1//! Canonicalization of types.
2//!
3//! The unit of canonicalization is a recursion group. Having "unnecessary"
4//! types in a recursion group can "break" canonicalization of other types
5//! within that same recursion group, as can reordering types within a recursion
6//! group.
7//!
8//! It is an invariant that all types defined before the recursion group we are
9//! currently canonicalizing have already been canonicalized themselves.
10//!
11//! Canonicalizing a recursion group then proceeds as follows:
12//!
13//! * First we walk each of its `SubType` elements and put their type references
14//! (i.e. their `PackedIndex`es) into canonical form. Canonicalizing a
15//! `PackedIndex` means switching it from indexing into the Wasm module's
16//! types space into either
17//!
18//! 1. Referencing an already-canonicalized type, for types outside of this
19//! recursion group.
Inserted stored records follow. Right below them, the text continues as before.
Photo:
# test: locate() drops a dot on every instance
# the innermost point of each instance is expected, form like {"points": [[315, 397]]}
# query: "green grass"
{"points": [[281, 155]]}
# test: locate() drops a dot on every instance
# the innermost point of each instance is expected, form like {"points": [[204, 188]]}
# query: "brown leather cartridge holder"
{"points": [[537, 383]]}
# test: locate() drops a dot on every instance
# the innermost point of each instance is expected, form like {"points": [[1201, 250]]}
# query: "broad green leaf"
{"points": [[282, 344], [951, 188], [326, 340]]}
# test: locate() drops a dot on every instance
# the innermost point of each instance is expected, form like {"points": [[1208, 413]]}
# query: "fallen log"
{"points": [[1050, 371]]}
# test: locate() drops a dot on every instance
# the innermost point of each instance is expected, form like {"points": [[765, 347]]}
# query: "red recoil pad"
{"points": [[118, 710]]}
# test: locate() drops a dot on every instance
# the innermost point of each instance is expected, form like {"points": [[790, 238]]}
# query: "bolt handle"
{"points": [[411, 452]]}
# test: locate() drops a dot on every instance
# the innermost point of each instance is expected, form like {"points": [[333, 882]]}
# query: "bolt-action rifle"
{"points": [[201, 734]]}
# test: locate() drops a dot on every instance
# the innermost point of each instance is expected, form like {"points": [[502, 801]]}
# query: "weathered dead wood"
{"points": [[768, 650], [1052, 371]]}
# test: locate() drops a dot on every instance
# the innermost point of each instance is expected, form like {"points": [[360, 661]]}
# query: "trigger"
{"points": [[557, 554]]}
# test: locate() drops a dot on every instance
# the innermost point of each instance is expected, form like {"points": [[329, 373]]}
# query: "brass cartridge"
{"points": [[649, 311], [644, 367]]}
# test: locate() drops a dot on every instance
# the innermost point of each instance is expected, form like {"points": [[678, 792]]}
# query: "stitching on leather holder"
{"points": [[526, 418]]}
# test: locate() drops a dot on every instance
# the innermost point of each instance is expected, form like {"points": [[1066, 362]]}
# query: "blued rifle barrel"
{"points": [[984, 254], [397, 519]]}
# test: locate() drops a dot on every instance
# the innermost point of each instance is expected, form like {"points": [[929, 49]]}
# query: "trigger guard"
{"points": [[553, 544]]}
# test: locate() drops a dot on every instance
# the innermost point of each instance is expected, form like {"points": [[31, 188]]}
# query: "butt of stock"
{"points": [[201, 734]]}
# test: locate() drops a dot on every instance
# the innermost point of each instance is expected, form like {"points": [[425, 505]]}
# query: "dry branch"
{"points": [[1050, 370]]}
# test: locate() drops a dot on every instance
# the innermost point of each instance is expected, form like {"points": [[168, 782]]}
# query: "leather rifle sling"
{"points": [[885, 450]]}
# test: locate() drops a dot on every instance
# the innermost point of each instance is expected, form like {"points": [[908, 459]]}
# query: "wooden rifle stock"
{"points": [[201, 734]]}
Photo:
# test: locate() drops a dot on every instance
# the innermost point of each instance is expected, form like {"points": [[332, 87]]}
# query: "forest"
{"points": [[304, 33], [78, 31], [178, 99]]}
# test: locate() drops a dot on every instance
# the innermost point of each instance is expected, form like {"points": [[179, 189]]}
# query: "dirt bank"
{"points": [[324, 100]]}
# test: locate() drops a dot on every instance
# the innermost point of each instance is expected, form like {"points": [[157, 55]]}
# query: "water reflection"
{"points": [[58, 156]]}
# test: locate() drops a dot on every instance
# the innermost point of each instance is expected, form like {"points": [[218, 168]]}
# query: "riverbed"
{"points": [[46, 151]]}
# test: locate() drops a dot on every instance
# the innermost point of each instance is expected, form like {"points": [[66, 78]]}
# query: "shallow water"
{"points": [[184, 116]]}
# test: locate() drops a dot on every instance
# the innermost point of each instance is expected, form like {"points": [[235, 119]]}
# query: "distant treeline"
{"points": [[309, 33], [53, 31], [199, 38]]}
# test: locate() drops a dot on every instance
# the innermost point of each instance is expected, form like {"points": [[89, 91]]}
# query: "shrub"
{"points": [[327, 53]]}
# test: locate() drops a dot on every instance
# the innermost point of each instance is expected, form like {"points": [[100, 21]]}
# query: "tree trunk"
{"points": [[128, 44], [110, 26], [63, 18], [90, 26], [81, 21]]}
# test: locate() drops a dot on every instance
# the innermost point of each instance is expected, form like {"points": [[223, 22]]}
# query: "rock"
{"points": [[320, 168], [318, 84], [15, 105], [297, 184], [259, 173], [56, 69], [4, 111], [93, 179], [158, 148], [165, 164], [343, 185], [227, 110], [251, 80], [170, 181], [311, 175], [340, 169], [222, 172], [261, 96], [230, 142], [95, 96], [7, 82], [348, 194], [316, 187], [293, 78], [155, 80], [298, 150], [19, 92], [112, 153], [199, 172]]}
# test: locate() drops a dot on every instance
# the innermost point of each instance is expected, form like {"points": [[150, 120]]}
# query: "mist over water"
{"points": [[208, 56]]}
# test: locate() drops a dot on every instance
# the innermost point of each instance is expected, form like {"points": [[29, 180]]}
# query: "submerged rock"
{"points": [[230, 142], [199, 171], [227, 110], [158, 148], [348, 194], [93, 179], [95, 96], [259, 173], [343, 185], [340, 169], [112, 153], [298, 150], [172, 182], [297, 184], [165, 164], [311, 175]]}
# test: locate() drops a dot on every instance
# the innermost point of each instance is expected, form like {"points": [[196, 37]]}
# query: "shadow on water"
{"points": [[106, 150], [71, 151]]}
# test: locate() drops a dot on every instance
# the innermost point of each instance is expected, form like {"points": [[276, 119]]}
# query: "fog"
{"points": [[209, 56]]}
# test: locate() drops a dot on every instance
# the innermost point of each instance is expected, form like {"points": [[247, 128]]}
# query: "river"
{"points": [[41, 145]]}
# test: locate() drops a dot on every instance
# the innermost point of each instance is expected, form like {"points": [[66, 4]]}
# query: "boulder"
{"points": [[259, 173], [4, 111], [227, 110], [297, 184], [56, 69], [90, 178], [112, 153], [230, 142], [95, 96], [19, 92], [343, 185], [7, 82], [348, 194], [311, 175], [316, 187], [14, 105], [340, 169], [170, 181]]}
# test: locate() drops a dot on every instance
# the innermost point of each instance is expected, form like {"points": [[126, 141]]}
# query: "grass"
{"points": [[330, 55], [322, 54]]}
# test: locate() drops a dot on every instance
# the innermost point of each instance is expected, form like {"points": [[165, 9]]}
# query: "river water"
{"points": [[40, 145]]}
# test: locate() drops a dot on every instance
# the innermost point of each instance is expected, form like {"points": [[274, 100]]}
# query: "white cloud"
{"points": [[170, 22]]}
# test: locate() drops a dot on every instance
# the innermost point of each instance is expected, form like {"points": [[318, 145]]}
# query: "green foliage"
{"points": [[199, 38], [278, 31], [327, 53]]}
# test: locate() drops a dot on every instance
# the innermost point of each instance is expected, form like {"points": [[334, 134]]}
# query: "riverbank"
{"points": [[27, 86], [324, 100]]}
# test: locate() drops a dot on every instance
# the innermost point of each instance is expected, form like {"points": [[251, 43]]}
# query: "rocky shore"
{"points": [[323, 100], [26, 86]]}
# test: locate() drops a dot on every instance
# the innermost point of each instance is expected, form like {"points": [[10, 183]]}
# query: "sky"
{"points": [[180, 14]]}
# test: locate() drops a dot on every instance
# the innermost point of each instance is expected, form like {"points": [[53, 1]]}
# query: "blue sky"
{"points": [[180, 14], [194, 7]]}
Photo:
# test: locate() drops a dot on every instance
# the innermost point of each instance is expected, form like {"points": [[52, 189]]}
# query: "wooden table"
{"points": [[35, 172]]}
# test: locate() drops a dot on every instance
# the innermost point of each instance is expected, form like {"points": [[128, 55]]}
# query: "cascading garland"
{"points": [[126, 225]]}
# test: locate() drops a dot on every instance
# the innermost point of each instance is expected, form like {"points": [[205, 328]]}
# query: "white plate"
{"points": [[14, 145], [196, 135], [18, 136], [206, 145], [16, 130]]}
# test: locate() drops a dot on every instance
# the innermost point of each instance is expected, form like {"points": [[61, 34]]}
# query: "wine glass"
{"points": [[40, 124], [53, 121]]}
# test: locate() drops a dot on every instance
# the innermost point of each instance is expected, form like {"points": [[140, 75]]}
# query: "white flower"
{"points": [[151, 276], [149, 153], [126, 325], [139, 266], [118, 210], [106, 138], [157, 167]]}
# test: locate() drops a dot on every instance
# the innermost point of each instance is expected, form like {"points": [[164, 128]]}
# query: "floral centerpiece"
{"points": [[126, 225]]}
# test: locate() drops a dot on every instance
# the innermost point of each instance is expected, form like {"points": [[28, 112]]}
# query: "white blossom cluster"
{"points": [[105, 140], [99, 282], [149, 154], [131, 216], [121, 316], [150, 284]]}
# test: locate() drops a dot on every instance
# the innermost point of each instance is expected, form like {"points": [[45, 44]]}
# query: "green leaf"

Because inter-group type references can only go
20//! towards types defined before this recursion group, we know the type is
21//! already canonicalized and we have a `CoreTypeId` for each of those
22//! types. This updates the `PackedIndex` into a `CoreTypeId`.
23//!
24//! 2. Indexing into the current recursion group, for intra-group type
25//! references.
26//!
27//! Note that (2) has the effect of making the "same" structure of mutual type
28//! recursion look identical across recursion groups:
29//!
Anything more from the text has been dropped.